User currently offlineMas777 From United Kingdom, joined Jul 1999, 2937 posts, RR: 6
Reply 20, posted (13 years 2 months 3 weeks 1 day 13 hours ago) and read 1943 times:

To be honest - I don't think its necessarily a bad thing. I used to live in West Central London and the planes used to wake me up there - so I guess I can sympathise with people living around the area.

Besides - I've always thought that landing at LHR from the Far East at such odd-hours was rather annoying. BA used to fly KUL-MAA-LHR and the scheduled arrival time was often 0440 hrs. We once landed about 45 mins early and couldn't get back into London as the Tube hadn't opened yet...

Airlines arriving before dawn-break would just have to reschedule to depart their origin city a little later - not too much to ask is it?


User currently offlinePSU_DTW_SCE From , joined Dec 1969, posts, RR:
Reply 21, posted (13 years 2 months 3 weeks 1 day 11 hours ago) and read 1929 times:

What about flights from the US that leave in the morning and arrive in the U.K. late in the evening.

I flew AA 90 ORD-LHR, it was scheduled to arrive at 10:45pm, but we didn't land until about 11:15pm The airport was quite active at this time.


User currently offlineQantas744 From United Kingdom, joined May 2004, 246 posts, RR: 5
Reply 22, posted (13 years 2 months 3 weeks 1 day ago) and read 1913 times:

LGW has a train service to central London all through the night,unfortunately passengers arriving ex SIN/KUL/BKK etc in the early hours of the morning have to either wait for the tube to start running at around 0600 or go on the outrageously expensive Heathrow Express train.Unless London Underground is prepared to run the Picadilly line all through the night then there is little point in extending the operating hours of the airport as noone would be able to travel anywhere-unless they live locally or can afford a cab to the centre of London.

Qantas744



you can't buy time but you can sell your soul and the closest thing to heaven is to rock'n'roll
User currently offlinePe@rson From United Kingdom, joined Jan 2001, 19259 posts, RR: 52
Reply 23, posted (13 years 2 months 3 weeks 22 hours ago) and read 1905 times:

I am a Law student studying English Law (I am a Englishman) and it is abundantly obvious that the consequence of night flights into Heathrow is a public nuisance. I won't go into this too much, but with reference to TG992's comment about the airport (and the flights) being there before the houses, this doesn't matter. It is irrelevant whether or not someone moved to the nuisance; if the nuisance causes disturbance to people's enjoyment of their land (as it clearly does) they are within their rights to bring action against the cause.

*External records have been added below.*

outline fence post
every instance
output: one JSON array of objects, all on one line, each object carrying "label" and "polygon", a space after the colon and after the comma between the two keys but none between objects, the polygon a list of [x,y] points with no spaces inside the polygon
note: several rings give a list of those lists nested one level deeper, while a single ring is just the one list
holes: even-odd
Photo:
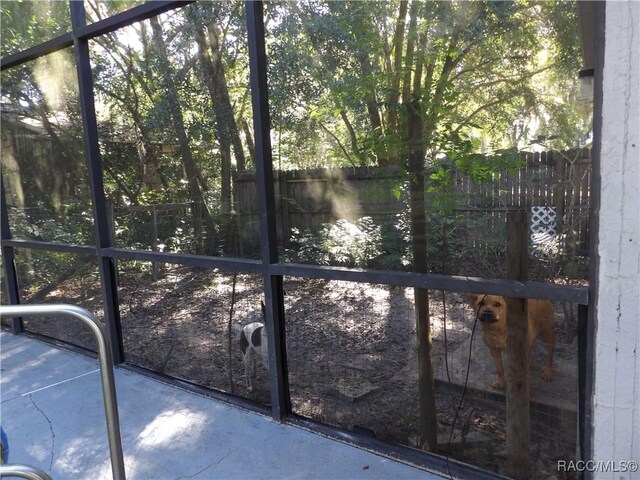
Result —
[{"label": "fence post", "polygon": [[[526,280],[529,261],[529,215],[507,213],[507,277]],[[507,474],[516,480],[531,476],[529,410],[529,348],[527,300],[507,298]]]},{"label": "fence post", "polygon": [[567,195],[566,182],[567,182],[567,162],[564,155],[554,155],[556,170],[556,186],[553,189],[554,206],[556,207],[556,225],[558,229],[558,235],[563,234],[566,231],[565,222],[565,197]]},{"label": "fence post", "polygon": [[[151,249],[158,251],[158,209],[155,205],[151,205]],[[153,278],[158,277],[158,263],[152,262]]]},{"label": "fence post", "polygon": [[280,191],[280,223],[282,225],[282,245],[289,248],[291,237],[291,213],[289,211],[288,175],[285,171],[278,172],[278,190]]}]

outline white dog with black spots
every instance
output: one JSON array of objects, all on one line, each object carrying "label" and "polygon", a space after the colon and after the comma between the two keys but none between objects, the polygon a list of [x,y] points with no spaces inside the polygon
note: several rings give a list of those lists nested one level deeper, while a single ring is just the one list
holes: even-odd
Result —
[{"label": "white dog with black spots", "polygon": [[257,358],[262,360],[267,372],[269,371],[269,350],[267,345],[267,329],[264,325],[265,307],[262,303],[262,322],[251,322],[240,332],[240,350],[244,363],[244,376],[247,388],[253,392],[252,379],[256,375]]}]

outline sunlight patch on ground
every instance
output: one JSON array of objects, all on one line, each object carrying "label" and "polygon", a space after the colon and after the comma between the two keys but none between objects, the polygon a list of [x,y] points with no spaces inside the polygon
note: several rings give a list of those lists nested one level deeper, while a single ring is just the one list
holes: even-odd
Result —
[{"label": "sunlight patch on ground", "polygon": [[[64,451],[56,458],[55,464],[56,467],[63,472],[66,472],[68,475],[78,475],[84,476],[87,474],[85,471],[86,468],[86,450],[87,445],[91,443],[91,440],[85,436],[78,437],[68,442]],[[109,452],[105,452],[104,450],[98,450],[96,447],[93,448],[95,452],[94,458],[108,460]],[[108,468],[108,467],[107,467]],[[111,474],[111,470],[107,472],[108,475]],[[93,478],[103,478],[106,475],[94,476]]]},{"label": "sunlight patch on ground", "polygon": [[189,409],[168,410],[158,415],[138,435],[136,445],[139,449],[158,447],[181,447],[186,443],[195,446],[198,442],[204,417]]},{"label": "sunlight patch on ground", "polygon": [[[0,360],[2,362],[5,362],[11,355],[18,355],[23,350],[23,347],[19,349],[11,348],[7,351],[4,351],[3,349]],[[38,366],[44,365],[48,362],[52,362],[52,364],[55,364],[57,356],[59,356],[58,353],[55,350],[52,350],[50,352],[40,354],[37,357],[31,358],[28,365],[22,365],[18,368],[13,368],[11,369],[11,371],[3,370],[2,377],[0,378],[0,385],[9,385],[15,378],[18,378],[20,375],[22,375],[25,370],[35,369]]]},{"label": "sunlight patch on ground", "polygon": [[27,453],[34,458],[37,458],[38,461],[48,462],[51,457],[50,445],[43,444],[32,444],[27,448]]}]

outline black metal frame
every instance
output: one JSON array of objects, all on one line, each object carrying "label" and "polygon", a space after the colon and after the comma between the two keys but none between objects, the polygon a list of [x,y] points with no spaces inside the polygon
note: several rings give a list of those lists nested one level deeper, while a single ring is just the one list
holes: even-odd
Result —
[{"label": "black metal frame", "polygon": [[[48,242],[12,239],[7,204],[4,199],[5,190],[2,185],[1,193],[1,246],[4,268],[7,279],[9,301],[12,304],[20,303],[18,278],[14,261],[14,249],[34,249],[65,252],[70,254],[83,254],[95,256],[101,277],[102,296],[105,309],[105,321],[116,364],[125,362],[122,349],[122,333],[120,329],[119,306],[116,288],[116,261],[142,260],[149,262],[175,263],[187,266],[203,268],[218,268],[224,271],[244,272],[260,274],[263,278],[263,288],[266,305],[266,323],[270,345],[269,364],[271,372],[271,416],[277,421],[284,421],[302,428],[309,429],[336,440],[357,445],[361,448],[373,450],[377,453],[392,456],[393,458],[420,465],[424,468],[439,471],[448,470],[457,475],[473,475],[474,478],[497,478],[493,474],[479,471],[473,467],[458,464],[453,461],[443,460],[441,457],[418,452],[406,447],[391,445],[379,440],[373,440],[364,435],[345,432],[340,429],[318,424],[308,419],[297,417],[292,413],[285,345],[284,328],[284,296],[283,278],[285,276],[320,278],[327,280],[344,280],[359,283],[377,283],[401,287],[417,287],[423,289],[438,289],[465,293],[487,293],[512,297],[541,298],[552,301],[568,301],[580,305],[579,316],[581,319],[580,337],[580,440],[583,449],[583,458],[589,459],[591,455],[591,421],[590,403],[593,391],[593,332],[594,309],[587,309],[587,305],[593,304],[595,288],[591,282],[589,289],[576,286],[551,285],[539,282],[517,282],[512,280],[485,279],[474,277],[459,277],[451,275],[435,275],[426,273],[360,270],[339,267],[320,267],[292,263],[280,263],[277,250],[275,192],[273,182],[273,166],[270,143],[270,118],[267,85],[267,62],[265,52],[265,31],[263,24],[263,4],[258,1],[246,1],[248,45],[250,60],[250,82],[253,103],[254,137],[256,152],[256,178],[259,199],[259,224],[261,236],[261,259],[237,259],[206,257],[200,255],[171,254],[148,251],[136,251],[123,248],[115,248],[111,244],[113,238],[110,232],[110,224],[107,218],[106,199],[102,177],[100,150],[98,143],[97,122],[94,107],[93,82],[90,66],[88,41],[99,35],[113,32],[119,28],[134,22],[148,19],[172,9],[184,7],[192,1],[156,1],[131,8],[125,12],[114,15],[105,20],[87,25],[83,2],[70,1],[72,31],[60,35],[40,45],[28,48],[21,52],[11,54],[2,59],[0,69],[5,70],[17,67],[28,61],[49,53],[74,47],[78,85],[80,93],[80,108],[83,118],[85,156],[89,171],[90,187],[93,203],[95,222],[95,246],[62,245]],[[603,2],[602,2],[603,4]],[[604,50],[604,8],[599,6],[599,59],[596,67],[596,95],[594,114],[594,147],[599,145],[599,133],[601,120],[599,112],[602,102],[602,57]],[[590,254],[592,258],[591,278],[596,278],[597,262],[594,261],[597,254],[597,213],[599,208],[599,150],[594,148],[592,176],[592,241],[590,242]],[[20,319],[14,319],[12,331],[22,333],[24,327]],[[223,401],[233,403],[245,408],[267,413],[263,406],[241,397],[212,392],[210,390],[192,385],[176,379],[168,379],[155,372],[149,372],[142,367],[126,365],[127,368],[143,372],[147,375],[162,377],[165,381],[179,384],[191,390],[207,393]],[[454,465],[454,467],[452,467]],[[446,468],[445,468],[446,467]]]},{"label": "black metal frame", "polygon": [[274,419],[281,421],[291,413],[287,350],[284,328],[284,289],[282,275],[274,274],[272,265],[278,262],[276,236],[276,204],[271,158],[271,122],[267,86],[267,62],[264,38],[262,2],[245,3],[249,41],[251,99],[256,152],[256,183],[260,209],[260,243],[262,247],[263,288],[269,341],[271,373],[271,405]]},{"label": "black metal frame", "polygon": [[[4,177],[2,175],[0,175],[0,187],[0,200],[2,201],[2,208],[0,209],[0,232],[2,233],[2,239],[4,240],[5,237],[7,237],[7,239],[11,239],[11,231],[9,229],[9,213],[6,208],[7,202],[5,201],[4,195]],[[4,271],[6,272],[5,274],[7,277],[7,295],[9,297],[9,302],[11,302],[12,305],[19,305],[20,294],[18,290],[18,274],[16,272],[14,251],[13,247],[5,245],[4,242],[2,242],[2,261],[4,262]],[[24,331],[22,318],[14,317],[11,320],[11,330],[15,334],[22,333]]]},{"label": "black metal frame", "polygon": [[[593,458],[593,392],[595,390],[595,337],[597,329],[596,307],[598,305],[598,284],[600,270],[599,232],[600,232],[600,186],[601,186],[601,145],[602,145],[602,77],[604,72],[605,19],[606,3],[596,4],[596,64],[593,96],[593,148],[591,159],[591,231],[589,239],[589,304],[581,310],[579,321],[584,324],[583,334],[578,337],[579,364],[578,375],[581,382],[579,397],[579,435],[582,458]],[[593,478],[593,472],[587,472],[586,478]]]}]

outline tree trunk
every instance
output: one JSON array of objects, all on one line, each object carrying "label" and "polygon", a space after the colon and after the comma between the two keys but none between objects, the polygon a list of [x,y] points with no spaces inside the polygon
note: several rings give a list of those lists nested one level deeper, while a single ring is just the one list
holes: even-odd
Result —
[{"label": "tree trunk", "polygon": [[196,237],[196,253],[201,254],[206,251],[208,251],[208,253],[213,253],[215,251],[215,243],[213,242],[215,225],[198,184],[198,167],[193,158],[189,139],[185,130],[184,116],[182,114],[182,109],[180,108],[178,89],[173,82],[167,50],[164,40],[162,39],[162,27],[160,26],[157,17],[152,17],[149,21],[151,22],[151,28],[153,30],[153,43],[156,49],[156,54],[158,55],[160,69],[162,71],[162,82],[164,85],[165,95],[167,96],[167,103],[169,104],[171,120],[178,139],[178,150],[182,157],[189,186],[189,194],[194,203],[193,217],[194,234]]},{"label": "tree trunk", "polygon": [[[251,126],[247,120],[242,122],[242,128],[244,129],[244,136],[247,142],[247,148],[249,149],[249,161],[255,163],[256,158],[256,146],[253,141],[253,134],[251,133]],[[246,165],[245,165],[246,168]]]},{"label": "tree trunk", "polygon": [[47,177],[46,180],[43,179],[44,183],[52,183],[51,189],[48,191],[45,189],[42,193],[50,198],[56,216],[62,218],[62,206],[72,190],[69,179],[74,178],[77,173],[75,162],[71,160],[73,154],[69,155],[68,153],[71,145],[65,146],[60,140],[54,126],[49,121],[49,112],[44,105],[34,104],[33,110],[40,117],[42,126],[52,144],[51,154],[40,158],[41,161],[48,163],[41,172],[43,176]]},{"label": "tree trunk", "polygon": [[[365,77],[371,77],[374,73],[373,66],[371,65],[371,59],[368,52],[362,52],[358,55],[358,61],[360,63],[360,71]],[[368,82],[366,86],[367,94],[364,98],[365,105],[367,107],[367,116],[369,117],[369,123],[371,125],[371,132],[375,139],[374,152],[378,160],[378,165],[386,165],[388,163],[388,153],[385,141],[384,129],[382,127],[382,117],[380,115],[380,109],[378,108],[378,101],[376,99],[376,85],[375,82]],[[357,146],[354,148],[358,153]]]},{"label": "tree trunk", "polygon": [[223,214],[228,214],[231,212],[231,149],[233,147],[239,171],[245,169],[244,151],[229,98],[217,29],[215,25],[210,24],[207,35],[199,20],[194,22],[197,28],[195,40],[198,44],[200,65],[204,74],[204,83],[211,96],[216,124],[215,136],[220,146],[221,211]]},{"label": "tree trunk", "polygon": [[129,102],[121,102],[123,107],[129,111],[136,132],[136,150],[138,152],[138,158],[143,166],[142,184],[149,186],[152,190],[160,191],[164,187],[169,187],[166,179],[160,173],[160,162],[158,160],[157,148],[151,141],[151,135],[144,125],[142,118],[140,118],[140,100],[136,91],[135,85],[131,78],[131,72],[129,71],[127,82],[133,96],[133,104]]},{"label": "tree trunk", "polygon": [[5,200],[7,206],[17,208],[23,212],[25,201],[24,190],[22,189],[22,174],[20,172],[20,164],[15,156],[12,137],[11,130],[3,126],[0,166],[2,167],[2,177],[6,184]]},{"label": "tree trunk", "polygon": [[[409,27],[407,57],[413,58],[417,41],[417,10],[415,3],[411,8],[412,18]],[[424,106],[420,95],[422,80],[422,58],[420,50],[416,55],[413,82],[411,75],[405,77],[404,100],[407,106],[407,144],[409,154],[409,193],[411,206],[411,244],[413,253],[413,271],[427,272],[427,218],[425,199],[425,151]],[[412,62],[413,63],[413,62]],[[413,83],[413,87],[411,86]],[[410,92],[410,93],[408,93]],[[433,372],[433,343],[431,321],[429,319],[428,291],[414,289],[416,311],[416,335],[418,343],[418,395],[420,405],[420,447],[424,450],[438,449],[438,421],[436,417],[436,397]]]},{"label": "tree trunk", "polygon": [[[399,131],[398,124],[398,108],[400,101],[400,79],[402,77],[402,59],[404,46],[404,31],[407,18],[408,2],[402,0],[398,11],[398,19],[396,21],[396,30],[393,34],[393,70],[390,72],[391,88],[387,95],[387,129],[389,132]],[[397,140],[393,140],[389,145],[389,163],[397,164],[399,162],[399,148],[396,145]]]},{"label": "tree trunk", "polygon": [[351,121],[349,120],[349,117],[347,116],[347,112],[345,111],[344,108],[340,110],[340,118],[342,118],[344,126],[347,127],[347,131],[349,132],[349,140],[351,140],[351,149],[354,151],[354,153],[358,157],[358,161],[360,162],[360,165],[366,165],[367,164],[366,155],[364,155],[360,150],[360,147],[358,147],[358,137],[356,136],[356,131],[353,128],[353,125],[351,124]]},{"label": "tree trunk", "polygon": [[[425,169],[422,118],[419,101],[408,107],[409,181],[411,202],[411,240],[413,271],[427,272],[427,219],[425,204]],[[438,448],[438,425],[433,373],[433,343],[429,319],[428,291],[414,289],[416,335],[418,342],[418,394],[420,404],[420,447],[435,451]]]},{"label": "tree trunk", "polygon": [[[233,115],[233,107],[231,105],[231,99],[229,97],[229,88],[227,87],[227,78],[224,72],[224,65],[222,64],[222,49],[220,46],[220,32],[217,25],[210,24],[207,27],[209,45],[211,47],[211,62],[213,66],[214,85],[216,91],[219,92],[214,99],[214,113],[220,111],[220,122],[223,123],[225,128],[225,134],[228,135],[231,145],[233,147],[233,155],[236,159],[236,167],[239,171],[245,169],[244,149],[242,148],[242,141],[240,140],[240,133],[238,131],[238,125]],[[212,85],[212,86],[214,86]],[[216,108],[216,103],[219,104]]]}]

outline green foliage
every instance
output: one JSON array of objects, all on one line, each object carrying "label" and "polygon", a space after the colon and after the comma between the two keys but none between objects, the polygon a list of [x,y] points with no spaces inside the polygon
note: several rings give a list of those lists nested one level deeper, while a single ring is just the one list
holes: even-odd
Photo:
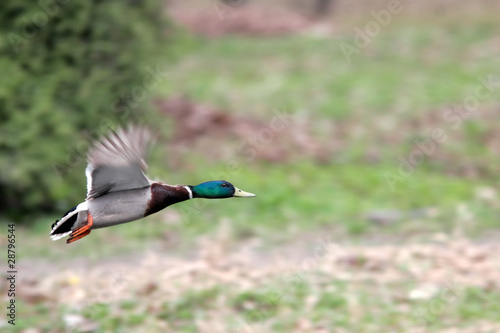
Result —
[{"label": "green foliage", "polygon": [[85,197],[88,139],[144,118],[165,76],[158,59],[172,34],[162,16],[157,0],[1,2],[2,213]]}]

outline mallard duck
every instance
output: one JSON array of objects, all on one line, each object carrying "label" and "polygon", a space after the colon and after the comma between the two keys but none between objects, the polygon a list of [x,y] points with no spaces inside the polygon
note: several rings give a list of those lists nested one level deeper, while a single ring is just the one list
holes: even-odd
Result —
[{"label": "mallard duck", "polygon": [[94,144],[87,154],[87,198],[52,225],[50,237],[69,235],[72,243],[91,230],[142,219],[194,198],[255,197],[225,180],[168,185],[145,175],[145,151],[151,136],[141,127],[119,129]]}]

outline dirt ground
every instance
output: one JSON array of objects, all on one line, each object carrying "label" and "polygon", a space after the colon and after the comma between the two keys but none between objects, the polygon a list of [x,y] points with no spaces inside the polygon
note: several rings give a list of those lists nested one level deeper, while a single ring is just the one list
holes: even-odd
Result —
[{"label": "dirt ground", "polygon": [[[500,291],[499,253],[498,242],[473,243],[442,234],[426,242],[371,245],[340,244],[331,237],[316,235],[309,241],[270,249],[256,239],[235,244],[221,229],[216,238],[201,239],[196,249],[184,256],[158,248],[99,262],[84,258],[57,263],[26,260],[19,268],[23,272],[19,297],[32,304],[43,302],[54,308],[74,309],[146,298],[148,301],[142,302],[147,307],[144,311],[154,313],[164,302],[175,303],[185,293],[197,290],[225,286],[245,291],[269,285],[280,293],[290,283],[303,281],[316,286],[316,292],[309,297],[313,304],[329,283],[342,281],[353,291],[364,283],[374,284],[386,290],[381,297],[409,302],[456,297],[470,286]],[[390,286],[398,284],[411,288],[390,290]],[[220,304],[217,311],[227,314],[226,303],[221,300]],[[326,332],[304,320],[301,331]],[[64,321],[83,331],[93,331],[97,325],[79,315],[68,315]],[[500,330],[494,324],[484,325],[491,332]],[[200,322],[198,327],[201,332],[220,331],[213,320]],[[483,331],[488,330],[443,332]]]}]

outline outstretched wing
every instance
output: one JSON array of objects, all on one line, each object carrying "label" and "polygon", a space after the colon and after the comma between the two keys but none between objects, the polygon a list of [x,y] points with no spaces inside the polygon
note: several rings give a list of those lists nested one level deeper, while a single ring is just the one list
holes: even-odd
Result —
[{"label": "outstretched wing", "polygon": [[108,192],[149,186],[144,155],[150,140],[146,129],[129,127],[97,142],[87,156],[87,200]]}]

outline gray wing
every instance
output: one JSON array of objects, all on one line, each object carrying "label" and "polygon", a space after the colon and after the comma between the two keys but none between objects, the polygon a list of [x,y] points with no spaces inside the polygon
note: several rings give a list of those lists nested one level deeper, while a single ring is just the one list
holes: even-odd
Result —
[{"label": "gray wing", "polygon": [[140,127],[119,129],[97,142],[88,152],[87,200],[108,192],[149,186],[144,155],[150,133]]}]

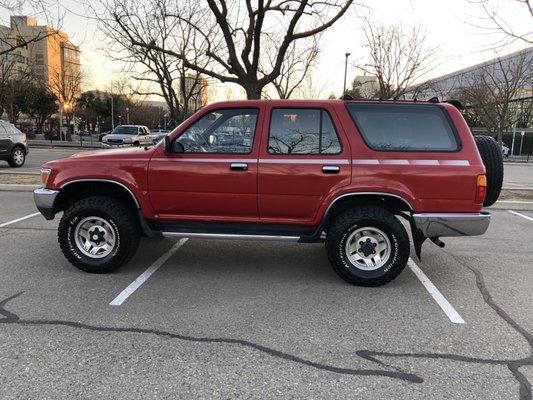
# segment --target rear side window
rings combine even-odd
[[[329,113],[313,108],[276,108],[270,116],[270,154],[339,154]]]
[[[444,111],[433,105],[347,105],[366,144],[378,151],[456,151],[459,141]]]

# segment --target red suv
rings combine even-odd
[[[126,263],[143,235],[324,241],[341,278],[377,286],[406,265],[405,226],[418,256],[426,238],[487,230],[503,167],[478,142],[436,101],[224,102],[158,145],[48,162],[34,197],[47,219],[63,211],[61,250],[87,272]]]

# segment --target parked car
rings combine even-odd
[[[102,138],[106,147],[147,146],[153,144],[150,130],[144,125],[118,125]]]
[[[150,131],[150,135],[152,136],[152,141],[153,141],[154,144],[159,143],[169,133],[170,133],[170,131],[166,130],[166,129],[156,129],[156,130],[151,130]]]
[[[509,157],[510,152],[511,152],[511,149],[507,147],[505,143],[502,143],[502,155],[507,158]]]
[[[22,167],[28,150],[26,134],[9,122],[0,121],[0,160],[14,168]]]
[[[229,127],[252,140],[219,143]],[[48,162],[34,197],[63,212],[61,250],[83,271],[117,269],[143,235],[324,241],[342,279],[378,286],[407,263],[401,220],[419,257],[426,239],[481,235],[502,172],[494,139],[449,103],[250,100],[211,104],[157,146]]]

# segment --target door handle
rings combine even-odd
[[[338,174],[341,168],[338,165],[324,165],[322,167],[323,174]]]
[[[232,171],[246,171],[248,170],[248,164],[246,163],[231,163],[230,169]]]

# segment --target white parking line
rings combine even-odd
[[[11,224],[14,224],[16,222],[24,221],[25,219],[28,219],[28,218],[36,217],[37,215],[40,215],[40,214],[41,213],[36,212],[36,213],[30,214],[30,215],[25,215],[24,217],[20,217],[20,218],[14,219],[12,221],[4,222],[3,224],[0,224],[0,228],[3,228],[4,226],[8,226],[8,225],[11,225]]]
[[[530,220],[531,222],[533,222],[533,218],[528,217],[527,215],[520,214],[519,212],[516,212],[516,211],[513,211],[513,210],[507,210],[507,211],[509,211],[511,214],[518,215],[519,217],[522,217],[522,218],[528,219],[528,220]]]
[[[152,265],[148,267],[137,279],[135,279],[129,286],[109,303],[111,306],[120,306],[130,297],[139,287],[152,276],[152,274],[159,269],[178,249],[185,244],[187,238],[180,239],[174,246],[170,248],[165,254],[159,257]]]
[[[444,311],[450,321],[452,321],[454,324],[464,324],[465,320],[461,318],[455,308],[453,308],[453,306],[448,302],[448,300],[446,300],[446,298],[442,295],[439,289],[436,288],[436,286],[429,280],[426,274],[422,272],[418,265],[415,264],[412,258],[409,258],[407,265],[409,266],[409,268],[411,268],[411,271],[415,273],[416,277],[420,280],[420,282],[422,282],[422,285],[424,285],[431,297],[433,297],[433,300],[435,300],[439,307],[442,308],[442,311]]]

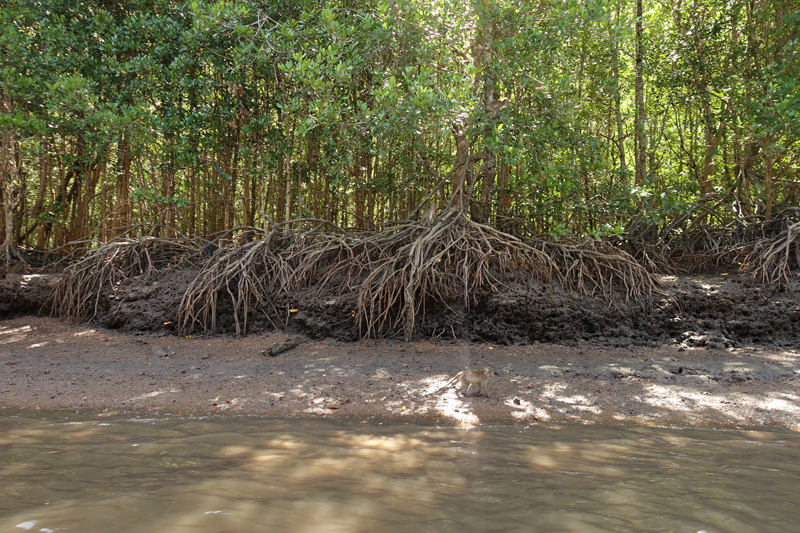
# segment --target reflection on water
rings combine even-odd
[[[800,524],[800,435],[0,413],[0,532]]]

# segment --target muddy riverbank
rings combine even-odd
[[[132,278],[92,298],[92,323],[143,336],[202,333],[202,325],[182,327],[181,299],[197,275],[171,270]],[[470,344],[525,345],[535,342],[608,347],[682,345],[725,349],[765,345],[800,348],[800,282],[765,285],[747,274],[660,276],[664,295],[630,301],[623,291],[606,296],[568,290],[520,272],[501,276],[497,291],[484,287],[471,305],[463,299],[447,305],[427,302],[414,340],[457,340]],[[58,275],[9,274],[0,280],[0,318],[49,314]],[[359,340],[355,300],[320,295],[314,289],[281,293],[263,306],[251,306],[246,334],[276,330],[323,340]],[[216,332],[235,335],[233,307],[219,296]],[[240,326],[242,311],[238,313]],[[187,331],[187,330],[191,331]],[[402,329],[386,335],[402,338]]]
[[[286,338],[153,337],[7,319],[0,322],[0,407],[800,430],[794,348],[323,339],[274,357],[261,353]],[[490,398],[434,392],[459,370],[486,365],[497,374]]]

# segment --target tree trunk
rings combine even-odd
[[[236,144],[232,148],[233,160],[228,167],[230,179],[225,179],[225,205],[228,207],[225,229],[235,228],[236,223],[236,191],[239,186],[239,131],[236,132]]]
[[[7,111],[6,111],[7,112]],[[14,244],[14,207],[15,195],[12,190],[13,176],[15,174],[14,163],[14,137],[16,133],[11,128],[4,128],[0,133],[0,192],[3,195],[3,221],[5,231],[3,232],[3,243],[6,246]],[[5,254],[6,266],[8,266],[8,254]]]
[[[644,42],[642,29],[642,0],[636,0],[636,184],[642,185],[647,178],[647,146],[645,140],[644,116]]]
[[[772,152],[772,135],[764,137],[764,195],[766,198],[767,209],[764,212],[764,220],[772,219],[772,174],[775,156]]]
[[[701,196],[711,193],[711,176],[714,174],[714,159],[717,155],[717,148],[719,148],[719,144],[722,142],[722,129],[725,127],[724,123],[720,121],[717,126],[717,131],[713,131],[712,128],[716,122],[716,118],[714,117],[714,112],[711,109],[708,97],[703,98],[703,118],[706,149],[703,155],[703,173],[700,176]]]
[[[89,204],[94,199],[97,183],[103,174],[105,163],[101,163],[102,156],[98,155],[95,160],[84,170],[84,187],[79,192],[75,202],[75,215],[72,219],[69,239],[71,241],[84,240],[91,236],[89,231]],[[79,182],[76,182],[79,183]]]
[[[45,250],[47,248],[47,239],[45,238],[44,224],[38,221],[39,215],[44,208],[44,195],[48,189],[48,182],[50,181],[50,158],[44,156],[39,164],[39,191],[36,194],[36,205],[34,206],[33,219],[36,225],[36,249]]]
[[[111,238],[116,237],[131,224],[131,154],[130,134],[126,131],[117,145],[117,204],[114,208],[114,228]]]
[[[0,97],[0,113],[10,114],[13,109],[11,97]],[[15,194],[12,189],[14,175],[16,174],[16,161],[14,149],[17,147],[17,132],[11,127],[0,130],[0,194],[3,195],[3,244],[6,252],[4,255],[5,267],[8,267],[11,248],[14,246],[14,208]]]
[[[253,205],[255,202],[250,198],[250,189],[252,188],[253,181],[250,178],[250,157],[245,157],[242,164],[242,226],[252,227],[253,222]],[[242,244],[248,242],[252,238],[252,232],[246,230],[242,233]]]
[[[622,124],[622,110],[621,102],[622,96],[620,95],[619,83],[619,43],[617,32],[620,28],[620,4],[622,0],[617,1],[617,25],[612,31],[611,35],[611,65],[614,73],[614,117],[617,122],[617,149],[619,150],[619,171],[624,180],[627,181],[625,173],[627,172],[627,164],[625,162],[625,136]]]
[[[453,126],[453,138],[456,141],[456,160],[453,163],[453,201],[452,206],[465,212],[464,181],[467,175],[467,159],[469,159],[469,141],[462,128]]]
[[[286,177],[284,178],[285,191],[283,193],[283,221],[288,222],[292,219],[292,153],[286,154],[286,162],[283,164]],[[287,226],[288,229],[288,226]]]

Note: there is a lot more to nuisance, most of which being difficult to understand especially to non-law students, but I prove my point. If you demand more on this, I will happily look through my notes and dig-out more information to back-up my case.



"Everyone writing for the Telegraph knows that the way to grab eyeballs is with Ryanair and/or sex."
User currently offlinePe@rson From United Kingdom, joined Jan 2001, 19259 posts, RR: 52
Reply 24, posted (13 years 2 months 3 weeks 22 hours ago) and read 1902 times:

I am a Law student studying English Law (I am an Englishman) and it is abundantly obvious that the consequence of night flights into Heathrow is a public nuisance. I won't go into this too much, but with reference to TG992's comment about the airport (and the flights) being there before the houses, this doesn't matter. It is irrelevant whether or not someone moved to the nuisance; if the nuisance causes disturbance to people's enjoyment of their land (as it clearly does) they are within their rights to bring action against the cause.

Note: there is a lot more to nuisance, most of which being difficult to understand especially to non-law students, but I prove my point. If you demand more on this, I will happily look through my notes and dig-out more information to back-up my case.



"Everyone writing for the Telegraph knows that the way to grab eyeballs is with Ryanair and/or sex."